Dyna Robotics has unveiled what it describes as a “breakthrough” in robotic autonomy with the release of Dynamism v1 (Dyna-1), the company’s first robot foundation model capable of sustained, high-performance operation on complex dexterous tasks using a pair of stationary robotic arms.
Dyna-1 distinguishes itself through exceptional robustness and reliability, even over extended periods of continuous use.
In a demonstration of its capabilities, Dyna-1 was assigned a production-grade task: folding napkins to restaurant standards.
Over a 24-hour period, the robot autonomously folded more than 700 napkins with a success rate exceeding 99.4 percent, all without human intervention, maintaining a throughput of 60 percent of human speed.
This level of autonomous operation marks a significant advancement in the field of embodied AI. Existing robot foundation models – despite access to diverse datasets and large-scale architectures – often struggle with sustained performance, frequently entering unrecoverable states during prolonged operations.
Success rates for these models tend to plateau at around 80 percent on complex dexterity tasks in single episodes.

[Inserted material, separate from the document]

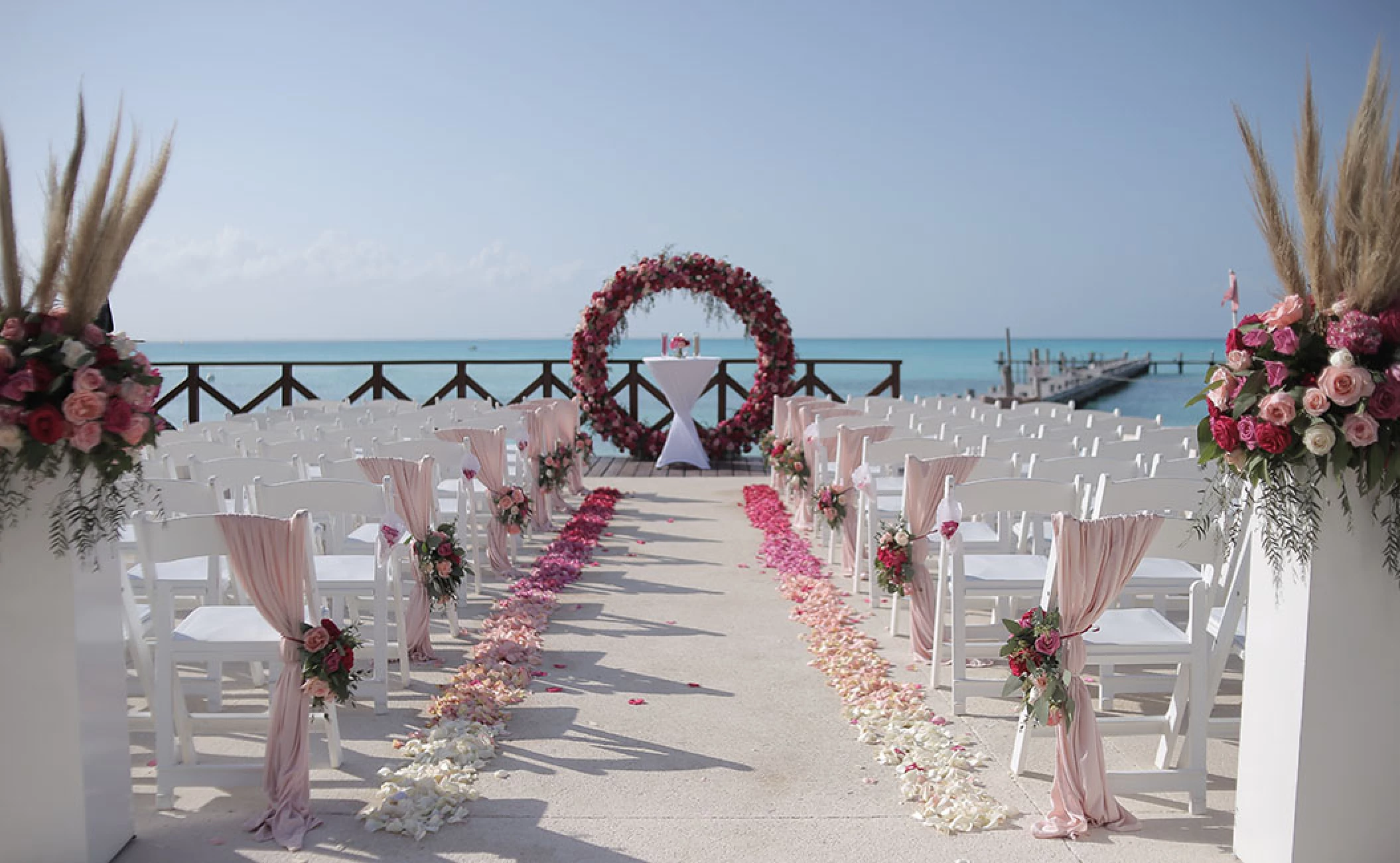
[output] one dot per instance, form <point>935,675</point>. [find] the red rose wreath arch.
<point>701,275</point>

Dyna Robotics experienced similar challenges internally with its own advanced baseline models. These systems, while initially effective, typically lost stability after an hour or two of operation, requiring human correction.
To overcome these limitations, the company developed a generalizable method for training robust, autonomous robotic foundation models, with a key innovation being the introduction of a scalable reward model (RM).
This reward model provides fine-grained, accurate feedback across a wide range of robotic interactions, forming the basis for core functionalities such as:
- Autonomous exploration – enabling the robot to intelligently navigate its action space and discover effective behaviors
- Intentional error recovery – allowing the system to detect and recover from execution errors
- High-quality dataset generation – facilitating continuous learning through autonomous operation
Through iterative scaling of this RM-in-the-loop training process, Dyna-1 progressed from requiring frequent human assistance to achieving 8-hour autonomy, then 24-hour autonomy with limited throughput, and now consistent high-throughput operation over 24+ hours.
Napkin folding poses a particularly complex challenge due to the need for precision in separating individual napkins and recovering from unintended actions such as pulling multiple napkins at once.
Dyna-1’s runtime learning, powered by the reward model, enabled it to master these challenges and achieve zero-shot generalization – successfully transferring its skills to a customer environment where it had never trained before.
This capability has also shown strong positive transfer to other manipulation tasks, including laundry folding and cup-filling, the latter of which involves sequential, delicate operations such as object placement, handovers, and tool use. These skills have been validated in real-world customer trials.
Dyna Robotics emphasizes that its goal is to develop foundation models for real-world commercial deployment, targeting not only advanced industrial settings but also accessible applications for everyday businesses such as laundromats, restaurants, and grocery stores.